Ao longo da noite, conforme o sofrimento e do efeito da medicação, as feições delas desfiguraram de tal forma, ficou quase irreconhecível. Já perto do amanhecer a respiração era quase impercetível, os períodos de apneia diminuíram, o coração já batia muito fraquinho. Quando lhe pousava a mão no peito, parecia que o coração estava muito longe. Uma das enfermeiras numa visita até me disse: “Eu não sei se acredita nestas coisas, mas eu acredito. Sabe se há alguma coisa que a prenda cá, ela parece não querer partir como que se ainda não tivesse tudo resolvido”. Pela minha cabeça passaram num repente os últimos meses das nossas vidas, a nossa última desavença, de culpa dela. Mesmo não acreditando em coisa nenhuma, aquilo martelou-me as ideias.
Sentia-me exausta daquele sofrimento sem fim, e eu só assistia, não consigo imaginar o que estaria a ser para ela que estava ali a sofrer na pele aquele fim terrível. Agarrei-me a ela, naquela que seria a última vez com vida, com todas as minhas forças, dei-lhe inúmeros beijos, acariciei-lhe o rosto, sei que me sentia. “Amo-te muito, vou amar-te sempre, o que passou, passou, agora já não interessa, eu estou bem, eu fico bem e os meninos também. Eles também te amam muito, vamos ter saudades imensas. Podes partir chega de sofrimento. Sempre que olhar para a lua sei que vais estar lá” - Disse-lhe pela última vez. Instantes depois, às dez para as oito da manhã nova paragem respiratória, cronometrei como fui fazendo por diversas vezes ao longo da noite. Um minuto…, dois minutos… três, percebi que tinha partido. Toquei a campainha, veio o enfermeiro, foi a confirmação. Naquele momento deixei-me levar pelas emoções, chorei compulsivamente até quase me faltar o ar. Se por um lado sabia que era o melhor que lhe podia ter acontecido, por outro era a minha mãe ali sem vida, para nunca mais voltar. Chamei o meu marido e a minha irmã A. para irem ter comigo. Fiquei ali de mão dada com ela, acariciei-lhe as faces disformes, beijei-a, abracei-a com todas as minhas forças. Ganhei assim coragem para o que se seguia, tinha as cerimónias fúnebres para tratar, tinha de me recompor para ir contar aos meus filhos que a avó tinha partido. Tinha os amigos dela para avisar. Que estranho não ter ninguém de família a quem contar, família erámos só as duas.

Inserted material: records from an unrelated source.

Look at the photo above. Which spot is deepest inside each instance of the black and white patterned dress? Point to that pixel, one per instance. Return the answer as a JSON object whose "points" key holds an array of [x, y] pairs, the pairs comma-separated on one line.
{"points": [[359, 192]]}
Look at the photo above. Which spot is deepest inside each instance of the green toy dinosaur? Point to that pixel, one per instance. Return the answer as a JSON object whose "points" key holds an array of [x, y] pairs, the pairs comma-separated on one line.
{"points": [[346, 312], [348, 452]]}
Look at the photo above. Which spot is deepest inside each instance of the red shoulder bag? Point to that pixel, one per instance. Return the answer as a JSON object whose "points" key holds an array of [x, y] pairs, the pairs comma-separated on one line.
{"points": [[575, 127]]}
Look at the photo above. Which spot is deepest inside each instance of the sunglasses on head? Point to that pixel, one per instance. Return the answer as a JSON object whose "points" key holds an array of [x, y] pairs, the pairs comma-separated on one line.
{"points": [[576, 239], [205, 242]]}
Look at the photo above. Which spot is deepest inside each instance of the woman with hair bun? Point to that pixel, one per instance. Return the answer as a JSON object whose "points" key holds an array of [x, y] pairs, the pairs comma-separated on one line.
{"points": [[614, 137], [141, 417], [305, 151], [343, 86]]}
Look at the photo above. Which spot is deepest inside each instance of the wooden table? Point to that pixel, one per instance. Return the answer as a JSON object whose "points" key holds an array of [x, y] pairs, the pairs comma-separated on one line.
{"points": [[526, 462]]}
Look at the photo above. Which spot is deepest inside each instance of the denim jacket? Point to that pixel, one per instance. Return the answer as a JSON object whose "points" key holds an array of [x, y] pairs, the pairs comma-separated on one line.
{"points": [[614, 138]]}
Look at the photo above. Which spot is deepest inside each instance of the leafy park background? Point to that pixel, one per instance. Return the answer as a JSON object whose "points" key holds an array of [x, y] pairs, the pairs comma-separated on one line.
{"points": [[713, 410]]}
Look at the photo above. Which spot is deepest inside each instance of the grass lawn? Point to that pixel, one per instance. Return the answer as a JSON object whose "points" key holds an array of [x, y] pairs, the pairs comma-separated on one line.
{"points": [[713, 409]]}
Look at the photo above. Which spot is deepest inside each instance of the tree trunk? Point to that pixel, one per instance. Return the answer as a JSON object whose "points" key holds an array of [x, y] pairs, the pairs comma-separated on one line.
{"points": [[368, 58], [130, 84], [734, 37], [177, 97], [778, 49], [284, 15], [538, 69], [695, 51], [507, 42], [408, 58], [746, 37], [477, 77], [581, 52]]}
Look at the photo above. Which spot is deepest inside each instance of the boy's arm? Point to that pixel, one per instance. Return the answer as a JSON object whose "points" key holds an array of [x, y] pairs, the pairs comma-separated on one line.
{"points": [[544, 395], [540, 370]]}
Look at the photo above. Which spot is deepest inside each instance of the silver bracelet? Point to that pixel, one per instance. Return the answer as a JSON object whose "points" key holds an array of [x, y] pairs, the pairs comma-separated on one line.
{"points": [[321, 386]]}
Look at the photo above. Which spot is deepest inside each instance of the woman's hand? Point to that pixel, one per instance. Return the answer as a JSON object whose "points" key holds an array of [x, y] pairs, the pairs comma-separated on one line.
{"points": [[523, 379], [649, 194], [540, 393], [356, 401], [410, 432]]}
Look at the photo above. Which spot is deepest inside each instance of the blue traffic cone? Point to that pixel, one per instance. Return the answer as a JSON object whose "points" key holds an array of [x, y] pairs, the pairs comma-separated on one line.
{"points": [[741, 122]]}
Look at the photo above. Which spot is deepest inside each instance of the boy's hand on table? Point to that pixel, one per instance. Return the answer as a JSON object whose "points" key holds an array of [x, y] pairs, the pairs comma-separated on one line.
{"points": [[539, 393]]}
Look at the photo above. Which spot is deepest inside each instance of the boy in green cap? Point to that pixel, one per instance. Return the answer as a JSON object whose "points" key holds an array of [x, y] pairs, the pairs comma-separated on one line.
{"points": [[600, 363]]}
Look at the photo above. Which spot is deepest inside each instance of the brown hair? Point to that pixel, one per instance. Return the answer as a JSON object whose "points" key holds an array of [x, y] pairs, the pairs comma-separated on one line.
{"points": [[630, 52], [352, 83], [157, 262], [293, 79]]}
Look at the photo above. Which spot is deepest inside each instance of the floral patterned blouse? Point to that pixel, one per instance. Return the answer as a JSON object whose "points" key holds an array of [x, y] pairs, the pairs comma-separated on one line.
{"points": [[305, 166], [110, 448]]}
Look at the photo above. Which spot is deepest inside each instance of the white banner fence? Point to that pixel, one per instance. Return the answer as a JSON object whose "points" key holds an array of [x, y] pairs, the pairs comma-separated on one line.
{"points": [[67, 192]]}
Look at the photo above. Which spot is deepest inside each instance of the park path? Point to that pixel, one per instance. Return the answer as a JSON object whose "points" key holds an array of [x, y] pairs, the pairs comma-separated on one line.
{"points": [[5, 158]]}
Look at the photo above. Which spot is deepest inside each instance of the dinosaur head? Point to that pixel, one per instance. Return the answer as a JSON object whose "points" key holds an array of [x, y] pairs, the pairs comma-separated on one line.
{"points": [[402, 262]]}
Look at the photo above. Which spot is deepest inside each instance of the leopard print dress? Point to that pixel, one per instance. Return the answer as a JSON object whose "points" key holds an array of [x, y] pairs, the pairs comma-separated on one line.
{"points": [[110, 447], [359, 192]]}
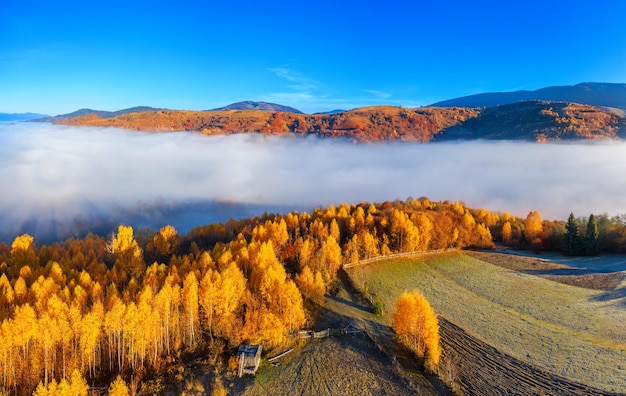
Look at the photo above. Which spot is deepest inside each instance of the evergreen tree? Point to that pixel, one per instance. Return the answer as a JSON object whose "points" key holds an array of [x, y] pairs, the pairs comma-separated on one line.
{"points": [[591, 242], [571, 242]]}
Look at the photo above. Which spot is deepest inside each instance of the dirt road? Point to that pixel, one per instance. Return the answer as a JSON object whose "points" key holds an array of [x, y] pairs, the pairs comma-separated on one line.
{"points": [[483, 370]]}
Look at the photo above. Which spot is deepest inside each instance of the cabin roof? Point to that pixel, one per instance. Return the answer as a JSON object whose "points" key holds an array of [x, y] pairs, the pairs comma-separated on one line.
{"points": [[248, 350]]}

Daquela noite nunca, mas nunca me vou esquecer, mas estive lá até ao último momento, foi comigo ao seu lado que partiu.
Post escrito dia 01 de Março no hospital, uma semana antes da minha mãe partir.
Estar aqui assim impotente sem nada poder fazer, assistindo àqueles que são provavelmente os últimos momentos de vida da minha mãe... Hoje está como nunca a vi, cansada ou melhor, exausta, custa.lhe respirar, quase não consegue falar, só pedia à pouco que queria dormir. Depois da medicação, ali está dormindo um sono que é tudo menos tranquilo. Só me resta estar aqui com ela o tempo que ainda me for possível. Maldita doença esta. No caso dela o que começou num pulmão, já está em todo lado. Não somos mesmo nada, o que um ser humano é o no que a doença o transforma. Doente, dependente num sofrimento sem dó.
No Sábado, que foi o último dia em a minha mãe até conseguiu ter um discurso razoável e manter uma conversa, no meio dos disparates que eu ia dizendo para puxar por por ela para a fazer rir um bocadinho, para a distrair de tudo o que está a passar, ela diz-me, fazendo sinal com a cabeça para a janela onde às cinco da tarde já se via a lua bem alta:
- Vou ficar sentada ali na lua a dizer-vos adeus.
Que murro no estômago... no meio de tanto sofrimento ela sabe bem qual o final desta história, e o quão breve poderá ser.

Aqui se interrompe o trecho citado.